Même si elle est généralement suivie d’une rechute, la substitution nicotinique peut apparaître comme une expérience dont le fumeur pourra tirer profit dans une tentative ultérieure : c’est un point de vue. Mais tous les gri-gris d’Europe, d’Afrique ou d’Amérique peuvent aussi bien remplir ce rôle pourvu que l'on croie en leur pouvoir magique.
L'irrationnel toujours tabou
Si l'on cherche à être efficace sans tabou, quelques points méritent d’être repris.
1°) Analyser sa consommation de tabac ?
La motivation n’est pas seulement “le plus important” : c’est ce qui prévient la récidive à terme.
« Pour arrêter de fumer, le plus important est la motivation » |
Certes ! La nouvelle tendance de certains pharmaco-tabacologues est de prétendre pouvoir faire arrêter de fumer sans aucune motivation : c'est de la barbarie. Ce serait équivalent à châtrer chimiquement les accros du sexe…

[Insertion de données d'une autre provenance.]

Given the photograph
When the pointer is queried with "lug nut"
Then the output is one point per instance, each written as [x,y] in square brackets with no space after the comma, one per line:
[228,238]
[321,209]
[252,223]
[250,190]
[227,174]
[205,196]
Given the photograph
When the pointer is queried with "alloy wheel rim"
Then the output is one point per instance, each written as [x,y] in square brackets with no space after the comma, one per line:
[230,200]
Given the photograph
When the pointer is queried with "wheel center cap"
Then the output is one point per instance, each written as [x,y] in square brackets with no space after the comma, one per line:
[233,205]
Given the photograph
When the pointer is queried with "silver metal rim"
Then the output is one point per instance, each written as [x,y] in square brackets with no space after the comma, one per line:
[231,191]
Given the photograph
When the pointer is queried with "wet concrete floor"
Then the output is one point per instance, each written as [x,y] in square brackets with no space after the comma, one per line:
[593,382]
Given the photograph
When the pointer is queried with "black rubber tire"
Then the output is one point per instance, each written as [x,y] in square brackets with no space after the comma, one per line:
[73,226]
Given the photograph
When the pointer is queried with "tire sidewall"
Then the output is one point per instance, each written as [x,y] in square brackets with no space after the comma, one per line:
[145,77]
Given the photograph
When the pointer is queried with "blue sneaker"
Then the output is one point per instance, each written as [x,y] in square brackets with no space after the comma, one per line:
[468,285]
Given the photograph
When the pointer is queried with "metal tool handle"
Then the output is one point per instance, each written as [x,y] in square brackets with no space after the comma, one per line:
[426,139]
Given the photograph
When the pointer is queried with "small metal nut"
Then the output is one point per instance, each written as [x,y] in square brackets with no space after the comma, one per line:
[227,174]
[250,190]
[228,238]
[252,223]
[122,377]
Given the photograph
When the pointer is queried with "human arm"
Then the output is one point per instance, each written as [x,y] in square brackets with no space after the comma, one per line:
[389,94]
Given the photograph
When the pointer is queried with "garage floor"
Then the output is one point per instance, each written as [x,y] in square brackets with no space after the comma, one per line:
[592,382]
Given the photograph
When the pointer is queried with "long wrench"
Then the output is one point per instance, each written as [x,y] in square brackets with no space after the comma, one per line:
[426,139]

Il reste au corps médical à prendre quelques leçons de psychologie et à comprendre que la cessation du tabagisme résulte d’un processus IRRATIONNEL. La médecine écarte l'irrationnel de son art pour satisfaire à la rigueur de la science parce qu'il échappe à la mesure. Pourtant, c’est l’irrationnel qui fonde et préside aux décisions importantes dans la vie d’un homme (et d’une femme) : l’amour, l’envie de descendance, l’ambition professionnelle, etc. Il est stupide d’en faire l’économie !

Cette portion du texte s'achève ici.